Disentangling coastal groundwater level dynamics on a global data set
Abstract. This study aims to identify common hydrogeological patterns and to gain a deeper understanding of the underlying similarities and their link to physiographic, climatic, and anthropogenic controls of coastal groundwater. The most striking aspects of GWL dynamics and their controls were identified through a combination of statistical metrics, calculated from about 8,000 groundwater hydrographs, and pattern recognition, classification, and explanation using machine learning techniques and SHapley Additive exPlanations (SHAP).
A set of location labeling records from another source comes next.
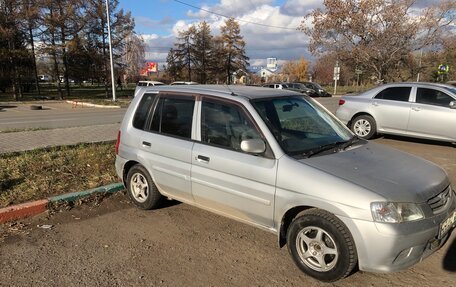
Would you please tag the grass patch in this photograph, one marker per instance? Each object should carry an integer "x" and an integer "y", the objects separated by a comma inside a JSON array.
[{"x": 41, "y": 173}]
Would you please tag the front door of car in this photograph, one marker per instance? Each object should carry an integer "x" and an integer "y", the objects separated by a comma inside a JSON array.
[
  {"x": 431, "y": 115},
  {"x": 166, "y": 146},
  {"x": 224, "y": 178}
]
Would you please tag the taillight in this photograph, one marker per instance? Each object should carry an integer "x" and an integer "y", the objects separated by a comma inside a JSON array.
[{"x": 118, "y": 142}]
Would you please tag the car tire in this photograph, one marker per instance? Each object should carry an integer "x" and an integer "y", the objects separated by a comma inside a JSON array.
[
  {"x": 141, "y": 188},
  {"x": 321, "y": 245},
  {"x": 364, "y": 126}
]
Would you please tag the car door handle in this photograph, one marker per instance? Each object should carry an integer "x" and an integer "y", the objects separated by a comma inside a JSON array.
[{"x": 202, "y": 158}]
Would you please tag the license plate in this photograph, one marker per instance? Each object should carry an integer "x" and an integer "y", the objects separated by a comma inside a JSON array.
[{"x": 447, "y": 224}]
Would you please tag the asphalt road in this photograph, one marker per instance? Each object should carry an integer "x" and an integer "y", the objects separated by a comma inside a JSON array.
[
  {"x": 116, "y": 244},
  {"x": 56, "y": 115}
]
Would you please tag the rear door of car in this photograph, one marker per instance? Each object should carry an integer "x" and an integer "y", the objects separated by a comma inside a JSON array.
[
  {"x": 166, "y": 145},
  {"x": 431, "y": 115},
  {"x": 224, "y": 178},
  {"x": 391, "y": 109}
]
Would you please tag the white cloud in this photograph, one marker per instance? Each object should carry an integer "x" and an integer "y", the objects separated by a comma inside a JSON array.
[
  {"x": 230, "y": 8},
  {"x": 300, "y": 7}
]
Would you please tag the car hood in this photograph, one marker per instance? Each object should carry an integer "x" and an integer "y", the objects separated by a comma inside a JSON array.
[{"x": 395, "y": 175}]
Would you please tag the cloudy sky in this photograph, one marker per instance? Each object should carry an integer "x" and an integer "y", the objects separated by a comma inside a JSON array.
[{"x": 268, "y": 26}]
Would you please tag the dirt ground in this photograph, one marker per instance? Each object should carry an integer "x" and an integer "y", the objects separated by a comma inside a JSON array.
[{"x": 115, "y": 244}]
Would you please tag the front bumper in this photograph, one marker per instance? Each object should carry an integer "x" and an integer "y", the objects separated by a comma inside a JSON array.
[{"x": 384, "y": 247}]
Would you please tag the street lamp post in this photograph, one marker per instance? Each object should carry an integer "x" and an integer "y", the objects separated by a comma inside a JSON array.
[
  {"x": 336, "y": 76},
  {"x": 113, "y": 84}
]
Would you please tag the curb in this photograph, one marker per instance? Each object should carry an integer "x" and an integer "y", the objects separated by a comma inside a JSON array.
[
  {"x": 75, "y": 104},
  {"x": 32, "y": 208}
]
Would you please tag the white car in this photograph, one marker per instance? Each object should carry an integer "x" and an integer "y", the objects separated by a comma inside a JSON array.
[
  {"x": 422, "y": 110},
  {"x": 141, "y": 84}
]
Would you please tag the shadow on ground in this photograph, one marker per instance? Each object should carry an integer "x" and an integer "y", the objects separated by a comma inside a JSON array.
[{"x": 417, "y": 140}]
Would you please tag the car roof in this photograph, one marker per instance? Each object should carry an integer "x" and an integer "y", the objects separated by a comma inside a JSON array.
[{"x": 226, "y": 91}]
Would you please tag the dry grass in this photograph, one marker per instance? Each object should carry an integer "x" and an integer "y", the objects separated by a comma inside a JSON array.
[{"x": 42, "y": 173}]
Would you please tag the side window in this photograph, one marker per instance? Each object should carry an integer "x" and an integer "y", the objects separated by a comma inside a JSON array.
[
  {"x": 142, "y": 111},
  {"x": 400, "y": 94},
  {"x": 174, "y": 116},
  {"x": 432, "y": 97},
  {"x": 225, "y": 125}
]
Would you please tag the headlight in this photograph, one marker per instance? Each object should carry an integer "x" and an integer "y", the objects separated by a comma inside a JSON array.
[{"x": 395, "y": 212}]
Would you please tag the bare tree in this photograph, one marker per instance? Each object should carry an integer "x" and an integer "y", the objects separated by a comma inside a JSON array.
[
  {"x": 133, "y": 55},
  {"x": 378, "y": 35},
  {"x": 296, "y": 70},
  {"x": 234, "y": 57}
]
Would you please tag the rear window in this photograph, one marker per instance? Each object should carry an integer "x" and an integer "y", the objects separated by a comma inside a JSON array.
[
  {"x": 173, "y": 116},
  {"x": 139, "y": 120},
  {"x": 400, "y": 94}
]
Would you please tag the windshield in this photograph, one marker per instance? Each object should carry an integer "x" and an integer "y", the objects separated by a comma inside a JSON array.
[{"x": 300, "y": 125}]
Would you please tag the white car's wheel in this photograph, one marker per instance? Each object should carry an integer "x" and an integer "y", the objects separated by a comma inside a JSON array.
[
  {"x": 364, "y": 126},
  {"x": 141, "y": 188}
]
Overall, four different GWL dynamics patterns emerge, independent of the different seasons, time series lengths, and periods. We show in this study that similar GWL dynamics can be observed around the world with different combinations of site characteristics, but also that the main factors differentiating these patterns can be identified. Three of the identified patterns exhibit high short-term and interannual variability and are most common in regions with low terrain elevation and shallow groundwater depth. Climate and soil characteristics are most important in differentiating these patterns. This study provides new insights into the hydrogeological behavior of groundwater in coastal regions and guides systematic and holistic groundwater monitoring and modelling, motivating to consider various aspects of GWL dynamics when, for example, estimating climate-driven GWL changes – especially when information on potential controls is limited.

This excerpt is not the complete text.